El teniente Sturm, según se nos indica en las primeras páginas, estudió Zoología en Heidelberg; pero de pronto decidió que los vientos de la guerra lo llamaban con una fuerza irresistible y se alistó en el ejército alemán, donde ahora se encuentra combatiendo, mientras escribe casi a diario sobre el mundo bélico y psicológico que lo rodea. Un joven estudiante de Zoología nacido en Heidelberg en 1895 decidió alistarse como voluntario en la Primera Guerra Mundial: se llamaba Ernst Jünger; y es el autor de El teniente Sturm, que publica el sello Tusquets con la traducción de Carmen Gauger. Eso explica que la contraportada aluda sin ambages al protagonista de la historia como álter ego del narrador. No olvidemos, en esta línea, que la palabra alemana Sturm significa, en español, Tormenta. Sturm sería, así, la persona que pudo ser (y en parte fue) el Jünger que vivió en las trincheras, sufrió la tormenta de las balas y consiguió resistir, pese a las heridas que desgarraron su cuerpo. Cómo no sentir atracción por un libro que sabemos confesional.
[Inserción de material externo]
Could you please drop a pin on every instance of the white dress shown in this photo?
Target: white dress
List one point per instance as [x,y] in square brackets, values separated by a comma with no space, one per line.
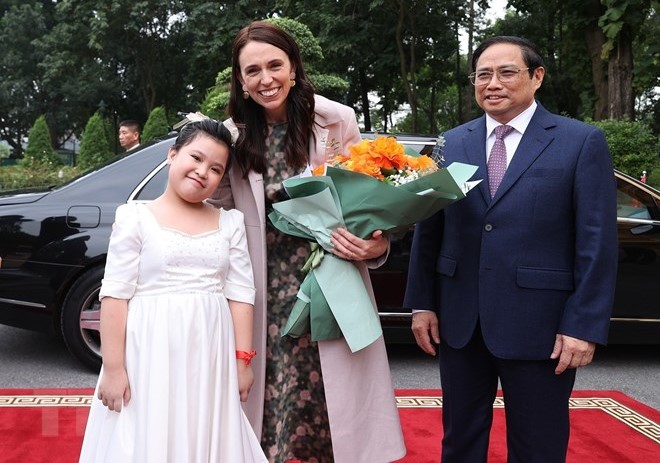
[180,360]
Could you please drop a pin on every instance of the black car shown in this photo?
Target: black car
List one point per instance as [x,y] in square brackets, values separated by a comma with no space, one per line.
[53,245]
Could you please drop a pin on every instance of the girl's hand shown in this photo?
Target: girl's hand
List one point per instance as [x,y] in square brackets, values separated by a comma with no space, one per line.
[245,379]
[350,247]
[114,390]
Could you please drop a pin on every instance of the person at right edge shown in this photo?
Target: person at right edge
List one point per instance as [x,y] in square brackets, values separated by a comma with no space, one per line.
[521,273]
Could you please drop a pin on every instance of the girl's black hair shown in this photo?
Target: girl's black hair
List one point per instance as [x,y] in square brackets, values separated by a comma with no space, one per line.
[213,129]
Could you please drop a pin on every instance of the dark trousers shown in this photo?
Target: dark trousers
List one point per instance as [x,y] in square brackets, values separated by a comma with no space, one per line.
[536,405]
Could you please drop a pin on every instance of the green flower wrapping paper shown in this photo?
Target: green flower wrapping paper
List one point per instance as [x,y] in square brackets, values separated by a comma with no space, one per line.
[332,299]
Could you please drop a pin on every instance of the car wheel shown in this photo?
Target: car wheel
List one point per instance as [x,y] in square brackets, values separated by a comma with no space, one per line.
[81,318]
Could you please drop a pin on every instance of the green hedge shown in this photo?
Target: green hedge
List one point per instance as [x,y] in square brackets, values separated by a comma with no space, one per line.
[634,148]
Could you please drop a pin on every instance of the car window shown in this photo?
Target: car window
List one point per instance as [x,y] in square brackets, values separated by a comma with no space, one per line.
[155,186]
[633,203]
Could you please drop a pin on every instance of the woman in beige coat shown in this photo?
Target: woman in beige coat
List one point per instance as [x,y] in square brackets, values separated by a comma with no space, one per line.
[314,402]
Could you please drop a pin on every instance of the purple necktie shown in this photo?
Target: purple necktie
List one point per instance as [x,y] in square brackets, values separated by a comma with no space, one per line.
[497,158]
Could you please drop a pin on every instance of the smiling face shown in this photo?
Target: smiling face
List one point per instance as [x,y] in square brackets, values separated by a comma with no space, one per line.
[266,73]
[505,101]
[197,168]
[128,137]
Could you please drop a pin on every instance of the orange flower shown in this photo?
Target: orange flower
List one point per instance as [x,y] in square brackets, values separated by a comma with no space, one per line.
[380,158]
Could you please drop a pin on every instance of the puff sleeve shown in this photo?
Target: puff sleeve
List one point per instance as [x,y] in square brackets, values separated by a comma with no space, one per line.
[123,261]
[240,281]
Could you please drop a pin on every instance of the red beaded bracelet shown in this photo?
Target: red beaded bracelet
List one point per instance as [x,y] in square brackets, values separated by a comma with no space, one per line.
[246,356]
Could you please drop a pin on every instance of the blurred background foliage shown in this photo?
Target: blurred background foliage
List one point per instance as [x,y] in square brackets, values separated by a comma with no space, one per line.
[401,64]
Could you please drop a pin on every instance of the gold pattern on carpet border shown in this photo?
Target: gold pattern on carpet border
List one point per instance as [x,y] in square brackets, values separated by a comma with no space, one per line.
[627,416]
[45,400]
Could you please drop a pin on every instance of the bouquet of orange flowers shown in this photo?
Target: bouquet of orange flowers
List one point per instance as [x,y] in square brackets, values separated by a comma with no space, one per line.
[375,186]
[384,159]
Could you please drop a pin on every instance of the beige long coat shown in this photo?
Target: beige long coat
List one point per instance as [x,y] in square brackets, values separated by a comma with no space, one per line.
[364,422]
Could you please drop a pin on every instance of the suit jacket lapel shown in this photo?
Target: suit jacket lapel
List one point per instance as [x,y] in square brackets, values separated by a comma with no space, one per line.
[474,145]
[533,143]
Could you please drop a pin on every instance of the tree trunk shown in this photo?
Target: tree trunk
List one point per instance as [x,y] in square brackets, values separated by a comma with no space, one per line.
[465,109]
[621,99]
[402,60]
[595,40]
[364,98]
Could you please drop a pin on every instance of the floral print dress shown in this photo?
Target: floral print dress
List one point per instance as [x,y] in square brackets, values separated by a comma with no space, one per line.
[295,425]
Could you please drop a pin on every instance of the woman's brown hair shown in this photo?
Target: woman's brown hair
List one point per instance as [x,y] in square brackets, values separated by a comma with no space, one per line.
[249,116]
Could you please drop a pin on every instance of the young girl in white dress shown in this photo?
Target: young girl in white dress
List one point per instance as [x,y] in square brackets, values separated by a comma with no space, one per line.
[176,322]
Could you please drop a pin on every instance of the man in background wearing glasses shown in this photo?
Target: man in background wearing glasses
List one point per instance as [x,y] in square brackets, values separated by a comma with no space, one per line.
[516,282]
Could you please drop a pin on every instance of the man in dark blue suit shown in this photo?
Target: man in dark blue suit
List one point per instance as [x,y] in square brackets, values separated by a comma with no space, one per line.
[515,282]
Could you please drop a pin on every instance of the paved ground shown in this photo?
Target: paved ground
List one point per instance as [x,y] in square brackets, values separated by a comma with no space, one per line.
[633,370]
[34,360]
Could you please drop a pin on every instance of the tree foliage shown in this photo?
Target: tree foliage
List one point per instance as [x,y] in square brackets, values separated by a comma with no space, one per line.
[94,149]
[633,146]
[156,125]
[70,58]
[39,149]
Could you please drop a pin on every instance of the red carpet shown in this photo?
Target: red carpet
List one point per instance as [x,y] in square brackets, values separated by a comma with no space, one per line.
[47,425]
[606,427]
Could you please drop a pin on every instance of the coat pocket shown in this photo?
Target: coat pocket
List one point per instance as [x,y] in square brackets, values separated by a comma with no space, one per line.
[545,278]
[445,266]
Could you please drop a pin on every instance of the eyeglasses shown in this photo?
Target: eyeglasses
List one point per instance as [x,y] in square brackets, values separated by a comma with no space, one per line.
[504,75]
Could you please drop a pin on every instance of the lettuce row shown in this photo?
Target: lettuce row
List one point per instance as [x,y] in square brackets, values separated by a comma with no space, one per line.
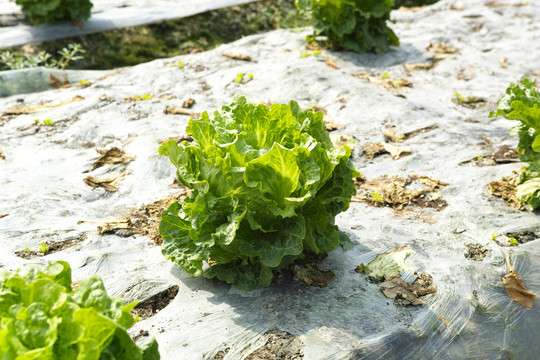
[522,103]
[43,318]
[358,25]
[40,12]
[267,184]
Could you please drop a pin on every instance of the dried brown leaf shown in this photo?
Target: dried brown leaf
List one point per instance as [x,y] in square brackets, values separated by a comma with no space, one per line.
[181,111]
[235,56]
[109,184]
[112,226]
[113,155]
[188,103]
[515,287]
[409,68]
[30,109]
[57,83]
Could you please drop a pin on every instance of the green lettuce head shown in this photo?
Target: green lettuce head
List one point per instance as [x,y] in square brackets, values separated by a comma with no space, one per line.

El viejo Ernst Jünger (es decir, el joven teniente Sturm) nos cuenta, con una prosa reflexiva y culta, la repugnancia que siente por la “tecnificación” de las guerras, que permiten rápidos exterminios anónimos; la desconfianza que experimenta ante las arengas altisonantes de los mandos, que emplean palabras como patria o sacrificio, absolutamente ineficaces como consigna (en la página 42 anota que los soldados de infantería se sienten galvanizados por arengas más humanas, como la que pronuncia uno de los sargentos: “¡Muchachos, ahora adelante y a comernos las raciones de los ingleses!”); o el sinsentido de tener que matar a quienes ni siquiera llegas a ver, ante el aplauso paradójico, cruel y mostrenco de los tuyos.

Una obra que no constituye unas memorias y que tampoco podría ser etiquetada de novela, pero que tiene una extraña fuerza amarga a la que resulta muy difícil resistirse.